Anna #2

di
genere
etero

La receptionist si chiama Lea, così dice la targhetta appuntata sulla giacca azzurra.
È bellissima, è praticamente una top model.
Annoiata, controlla la prenotazione e tippetta sul pc i nostri nomi.
Si ravviva un po’ - ha capito - quando si accorge che solo Anna deve pagare la tassa di soggiorno.

La camera è ampia, luminosissima alla fine di questa giornata d’inizio estate. Anna va a farsi una doccia, poi vado io. Quando esco la trovo seduta sul bordo del lettone che sta chiudendo il portatile ancora avvolta nell’asciugamento. D’altra parte siamo entrambi stimati professionisti, siamo abituati a cenare tardi.

Mi slaccio l’accappatoio e lei prende a leccarmi il cazzo ancora a riposo, con dedizione finché non si tende e svetta gonfio, durissimo verso l’alto. Lo afferra, come a soppesarlo, lo scappella e cerca di infilarselo quanto più possibile in bocca mentre mi allungo per scioglierla dall’asciugamano.
Le afferro la nuca e le scopo un po’ la bocca. Senza troppa convinzione, ma sono tentato, ammetto, di concludere così.

«Sono tutta bagnata», dice lei divincolandosi e stendendosi all’indietro.

È un gran bell’invito e allora mi piego quel che basta per iniziare a sbatterla con foga. Le afferro le caviglie divaricandole le gambe, mi godo lo spettacolo di lei tutta aperta e delle sue tette che sobbalzano ad ogni colpo e ancora più forte, finché non viene con due strilli di cui non la credevo capace.

Il primo schizzo colpisce Anna fin sotto il mento, il secondo atterra oltre le spalle, tra capelli appena lavati e poi ancora, sui seni e sulla pancia e finisce che il suo corpo è zeppo di striature bianche e dense che rendono completamente inutile la doccia di pochi minuti prima. Non sborravo da una settimana.

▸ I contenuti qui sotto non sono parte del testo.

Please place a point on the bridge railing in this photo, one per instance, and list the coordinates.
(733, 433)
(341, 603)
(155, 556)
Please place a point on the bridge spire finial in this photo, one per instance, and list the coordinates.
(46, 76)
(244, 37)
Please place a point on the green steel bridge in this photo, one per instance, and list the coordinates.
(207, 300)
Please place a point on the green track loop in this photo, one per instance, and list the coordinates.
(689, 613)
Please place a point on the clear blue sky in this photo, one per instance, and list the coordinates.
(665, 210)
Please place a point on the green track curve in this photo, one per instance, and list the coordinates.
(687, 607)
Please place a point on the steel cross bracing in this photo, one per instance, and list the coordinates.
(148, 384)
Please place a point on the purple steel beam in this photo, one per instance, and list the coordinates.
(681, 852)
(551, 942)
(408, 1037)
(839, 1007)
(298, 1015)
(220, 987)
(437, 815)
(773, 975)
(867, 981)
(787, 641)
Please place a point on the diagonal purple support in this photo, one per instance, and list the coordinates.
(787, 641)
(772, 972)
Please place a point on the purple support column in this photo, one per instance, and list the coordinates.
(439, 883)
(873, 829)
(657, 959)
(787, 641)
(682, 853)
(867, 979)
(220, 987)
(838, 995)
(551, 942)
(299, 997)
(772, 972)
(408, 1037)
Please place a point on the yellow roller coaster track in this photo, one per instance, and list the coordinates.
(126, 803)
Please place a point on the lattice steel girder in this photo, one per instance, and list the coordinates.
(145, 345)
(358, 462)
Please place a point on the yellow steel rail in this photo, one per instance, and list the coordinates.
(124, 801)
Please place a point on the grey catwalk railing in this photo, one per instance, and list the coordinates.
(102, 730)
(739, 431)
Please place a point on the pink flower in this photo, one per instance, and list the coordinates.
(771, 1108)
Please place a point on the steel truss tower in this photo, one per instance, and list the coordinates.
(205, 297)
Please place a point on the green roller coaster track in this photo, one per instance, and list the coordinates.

La cena è ok, attenti solo a non dare troppo nell’occhio qualche isolato più in là.
Anna ha una gonna di jeans cortissima e parigine nere.
Voglio scoparla così.

E allora, una volta risaliti, le do il tempo solo per levarsi la camicetta - la prendo, la bacio, lei risponde con una certa foga, d’altra parte siamo qui per questo, mi aggrappo a quel suo bel sedere pieno e la poggio sulla scrivania della camera. Si solleva quanto basta per permettermi di sfilarle le mutandine mentre mi libera il cazzo.
E le arrotolo un po’ la gonna sui fianchi e mi inginocchio a leccarla, le sue gambe sulle mie spalle e la sua fica lucida e piccola a mia disposizione.
Buona-buonissima, gran gusto ma dura poco, non ce la faccio più nemmeno io e allora la infilzo così.
Spinta dopo spinta, morbida e calda e frenetica. Animali in calore.

«Vieni dentro, vieni dentro!», mugola lei mentre il suo orgasmo monta e io lo lascio andare senza liberarmi.

Quando torna giù da dove si è catapultata, un po’ stordita barcolla verso il lettone e mi si offre oscenamente a quattro zampe, parigine ancora indosso e gonna arrotolata in vita.

Penso che a quel punto nulla rimane della sua eleganza distratta, fatta di piccola ricchezza borghese e dei sorrisi di circostanza che dosa tra le nebbie di queste province. È solo desiderio, e carne, a mia disposizione.

E così sia: schiaffeggio, sputo, accarezzo e rimesto – poi, la inculo. Anna s’imbizzarrisce un poco, come sempre sbuffa, coi capelli corvini scompigliati sulle lenzuola. Urla, per quel che conta. Dura poco: uno, due, tre, cinque colpi e mi svuoto esausto nelle sue viscere.

Dopo l’ennesima doccia, il sonno ci coglie nudi e distanti.